Of the differentially expressed genes (≥ 2 fold-change, multiple testing correction, P < 0.05), the immune-related CD86 (8.5 fold-change, P = 0.002) emerged among the up regulated genes (N = 409). Several genes encoding HOX transcription factors and histones potentially regulated by blood flow, were overexpressed. Smooth muscle contraction and cell adhesion processes emerged among down regulated genes (N = 515), including the neuronal cell adhesion L1CAM as top scorer (5 fold-change, P = 5 × 10). Repeated measurements in jugular/peripheral plasma and overtime in peripheral plasma showed conserved individual plasma patterns for immune-inflammatory (CCL13, CCL18) and adhesion (NCAM1, VAP1, SELL) proteins, despite significant variations overtime (SELL P < 0.0001). Both age and MS disease phenotypes were determinants of VAP1 plasma levels. Data supported cerebral related-mechanisms regulating ANGPT1 levels, which were remarkably lower in jugular plasma and correlated in repeated assays but not between jugular/peripheral compartments.

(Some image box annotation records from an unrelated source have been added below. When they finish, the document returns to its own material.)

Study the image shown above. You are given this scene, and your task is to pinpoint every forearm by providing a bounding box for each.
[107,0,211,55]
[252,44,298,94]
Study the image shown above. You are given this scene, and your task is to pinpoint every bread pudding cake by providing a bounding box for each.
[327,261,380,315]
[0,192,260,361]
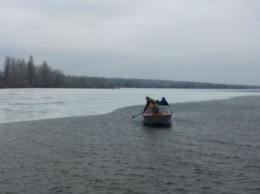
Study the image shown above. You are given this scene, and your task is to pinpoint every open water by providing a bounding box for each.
[0,96,260,194]
[0,88,260,123]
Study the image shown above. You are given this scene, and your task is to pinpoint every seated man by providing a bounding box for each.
[143,96,159,113]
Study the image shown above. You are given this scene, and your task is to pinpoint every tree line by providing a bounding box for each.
[0,56,114,88]
[0,56,260,89]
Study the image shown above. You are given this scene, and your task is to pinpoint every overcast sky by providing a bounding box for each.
[0,0,260,85]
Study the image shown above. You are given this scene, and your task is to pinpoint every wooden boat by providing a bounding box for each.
[143,105,172,125]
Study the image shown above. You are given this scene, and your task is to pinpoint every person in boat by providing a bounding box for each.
[143,96,159,113]
[159,97,169,106]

This study provides for the first time expression patterns of the IJV wall, suggesting signatures of altered vascular mRNA profiles in MS disease also independently from CCSVI. The combined transcriptome-protein analysis provides intriguing links between IJV wall transcript alteration and plasma protein expression, thus highlighting proteins of interest for MS pathophysiology.
多发性硬化症(MS)是一种中枢神经系统(CNS)的炎症性、脱髓鞘和退行性疾病。有几项观察结果支持血管和神经退行性机制在多发性硬化症(MS)中的相互作用。为了研究颅外静脉腔隙的贡献,我们分析了引流 CNS 血液的颈内静脉(IJV)的表达谱,并检测了相关血浆蛋白水平。
我们研究了一组 MS 患者(n=19),他们通过回声彩色多普勒和磁共振静脉造影筛查,因慢性脑脊髓静脉功能不全(CCSVI)而行 IJV 手术重建。对 MS 患者和颈动脉内膜切除术患者的 IJV 壁标本进行基于微阵列的转录组分析。通过对 17 名 MS/CCSVI 患者的颈内和外周血浆、60 名进展性 MS 患者的外周血浆(重复取样后)和健康个体的外周血浆进行多重检测,确定蛋白质水平。
差异表达基因(≥2 倍变化,多重检测校正,P<0.05)中,免疫相关的 CD86(8.5 倍变化,P=0.002)在上调基因(N=409)中脱颖而出。几个编码 HOX 转录因子和潜在受血流调节的组蛋白的基因表达上调。下调基因(N=515)中出现平滑肌收缩和细胞黏附过程,包括神经元细胞黏附 L1CAM,得分最高(5 倍变化,P=5×10)。尽管随时间有显著变化,但颈内/外周血浆的重复测量和外周血浆的随时间变化均显示出免疫炎症(CCL13、CCL18)和黏附(NCAM1、VAP1、SELL)蛋白的个体血浆模式保持一致。SELL P<0.0001)。年龄和 MS 疾病表型都是 VAP1 血浆水平的决定因素。数据支持调节血管生成素 1(ANGPT1)水平的脑相关机制,该蛋白在颈内静脉血浆中显著降低,且在重复检测中相关,但不在颈内/外周间隙之间相关。
这项研究首次提供了 IJV 壁的表达模式,表明 MS 疾病中存在血管 mRNA 谱改变的特征,也与 CCSVI 无关。综合转录组-蛋白质分析为 IJV 壁转录改变与血浆蛋白表达之间提供了有趣的联系,从而突出了对 MS 病理生理学有意义的蛋白质。